Au moment of the early dissolution of a company, a liquidator is appointed by associates . In the context of a judicial liquidation, these are the judges who designate one when the recovery is considered impossible. Here is an answer to the question: when is it necessary to appoint a liquidator ?
Voluntarily close a company : when should the liquidator be appointed?
La amicable liquidation may be considered when the company is able to honor its professional debts and is not in a state of cessation of payments. She offers a certain simplicity and flexibility to partners.
Thus, it is possible for them to to choose the person who will take care of the liquidation formalities : one of the partners, the manager or a third party. The appointment of the friendly liquidator must be made upon early dissolution of the company and is usually found in the minutes of dissolution.

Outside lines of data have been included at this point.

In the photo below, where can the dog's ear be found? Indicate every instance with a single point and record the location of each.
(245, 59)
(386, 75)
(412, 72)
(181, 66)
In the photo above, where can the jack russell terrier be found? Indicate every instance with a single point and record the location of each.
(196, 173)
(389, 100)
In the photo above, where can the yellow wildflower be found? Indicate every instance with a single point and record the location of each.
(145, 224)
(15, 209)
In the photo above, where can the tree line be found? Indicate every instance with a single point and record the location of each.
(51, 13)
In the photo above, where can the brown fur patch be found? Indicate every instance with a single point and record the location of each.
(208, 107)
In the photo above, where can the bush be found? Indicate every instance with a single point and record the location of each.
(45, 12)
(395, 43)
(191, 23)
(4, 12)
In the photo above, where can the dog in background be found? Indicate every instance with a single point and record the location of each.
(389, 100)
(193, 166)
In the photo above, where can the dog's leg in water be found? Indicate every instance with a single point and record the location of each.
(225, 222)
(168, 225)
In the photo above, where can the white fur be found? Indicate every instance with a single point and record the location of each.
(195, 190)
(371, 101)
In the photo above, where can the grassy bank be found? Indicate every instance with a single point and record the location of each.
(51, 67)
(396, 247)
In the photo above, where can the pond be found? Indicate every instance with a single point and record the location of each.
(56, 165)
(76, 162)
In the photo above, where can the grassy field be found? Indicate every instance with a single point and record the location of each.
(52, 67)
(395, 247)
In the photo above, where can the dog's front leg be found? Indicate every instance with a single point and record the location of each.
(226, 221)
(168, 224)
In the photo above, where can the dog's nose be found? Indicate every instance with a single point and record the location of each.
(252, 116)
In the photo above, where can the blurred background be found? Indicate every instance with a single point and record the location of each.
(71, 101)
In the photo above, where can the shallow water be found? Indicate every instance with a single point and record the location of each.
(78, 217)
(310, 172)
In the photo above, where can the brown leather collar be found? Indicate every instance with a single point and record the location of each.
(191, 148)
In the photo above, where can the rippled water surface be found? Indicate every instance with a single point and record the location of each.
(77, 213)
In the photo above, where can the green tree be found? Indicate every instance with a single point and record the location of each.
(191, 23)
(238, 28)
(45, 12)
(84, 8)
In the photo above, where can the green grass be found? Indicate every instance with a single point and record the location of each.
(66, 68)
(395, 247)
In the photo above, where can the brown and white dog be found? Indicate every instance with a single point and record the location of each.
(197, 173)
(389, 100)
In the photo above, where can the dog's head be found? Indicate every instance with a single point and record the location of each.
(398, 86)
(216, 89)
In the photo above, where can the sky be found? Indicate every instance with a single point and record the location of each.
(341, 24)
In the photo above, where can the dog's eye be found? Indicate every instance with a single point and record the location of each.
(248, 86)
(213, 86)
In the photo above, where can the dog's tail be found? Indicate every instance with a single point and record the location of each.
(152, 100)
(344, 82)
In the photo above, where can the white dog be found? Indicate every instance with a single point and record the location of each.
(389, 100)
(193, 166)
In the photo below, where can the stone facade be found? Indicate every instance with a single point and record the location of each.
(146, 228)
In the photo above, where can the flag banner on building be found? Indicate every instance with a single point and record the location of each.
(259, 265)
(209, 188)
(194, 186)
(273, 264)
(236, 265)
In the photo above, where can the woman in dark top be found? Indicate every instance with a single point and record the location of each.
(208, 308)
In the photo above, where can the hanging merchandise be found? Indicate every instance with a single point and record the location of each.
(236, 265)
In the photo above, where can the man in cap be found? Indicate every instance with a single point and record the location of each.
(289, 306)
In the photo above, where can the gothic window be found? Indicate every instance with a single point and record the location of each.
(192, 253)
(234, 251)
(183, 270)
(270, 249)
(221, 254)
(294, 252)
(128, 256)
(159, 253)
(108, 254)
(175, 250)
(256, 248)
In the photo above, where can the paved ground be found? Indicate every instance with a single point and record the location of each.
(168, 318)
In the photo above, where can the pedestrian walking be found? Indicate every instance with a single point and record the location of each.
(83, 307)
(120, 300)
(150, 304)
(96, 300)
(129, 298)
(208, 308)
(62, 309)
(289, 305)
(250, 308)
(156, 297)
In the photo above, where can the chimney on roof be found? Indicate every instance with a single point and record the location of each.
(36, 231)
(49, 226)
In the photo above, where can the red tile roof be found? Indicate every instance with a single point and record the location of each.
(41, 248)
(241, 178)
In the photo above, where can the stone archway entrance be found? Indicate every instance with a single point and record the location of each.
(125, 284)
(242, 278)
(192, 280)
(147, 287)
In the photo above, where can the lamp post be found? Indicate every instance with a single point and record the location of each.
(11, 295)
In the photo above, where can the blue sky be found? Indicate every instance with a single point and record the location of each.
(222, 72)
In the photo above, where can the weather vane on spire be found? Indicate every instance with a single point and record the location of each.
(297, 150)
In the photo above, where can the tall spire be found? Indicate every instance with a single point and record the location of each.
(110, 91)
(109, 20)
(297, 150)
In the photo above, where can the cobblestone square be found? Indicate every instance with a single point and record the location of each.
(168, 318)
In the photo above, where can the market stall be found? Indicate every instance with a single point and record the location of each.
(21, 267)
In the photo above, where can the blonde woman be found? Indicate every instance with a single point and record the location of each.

Judicial liquidation procedure: When is the liquidator appointed?
When a company is unable to pay its debts, it must file for bankruptcy and resort to collective proceedings before the courts. THE judges will then decide the judicial liquidation of the company if its recovery clearly appears Impossible. The objective being to preserve the interests of creditors. When this decision is made, the court must issue a opening judgment, in which he appoints a liquidator.
This person must have certain diplomas and/or demonstrate specific experience and qualifications. The public prosecutor can also propose a person to occupy the position of judicial liquidator, but the judges can decline this proposal and specify the reasons.
Le judicial liquidator enjoys a remuneration, the amount of which is set by decree.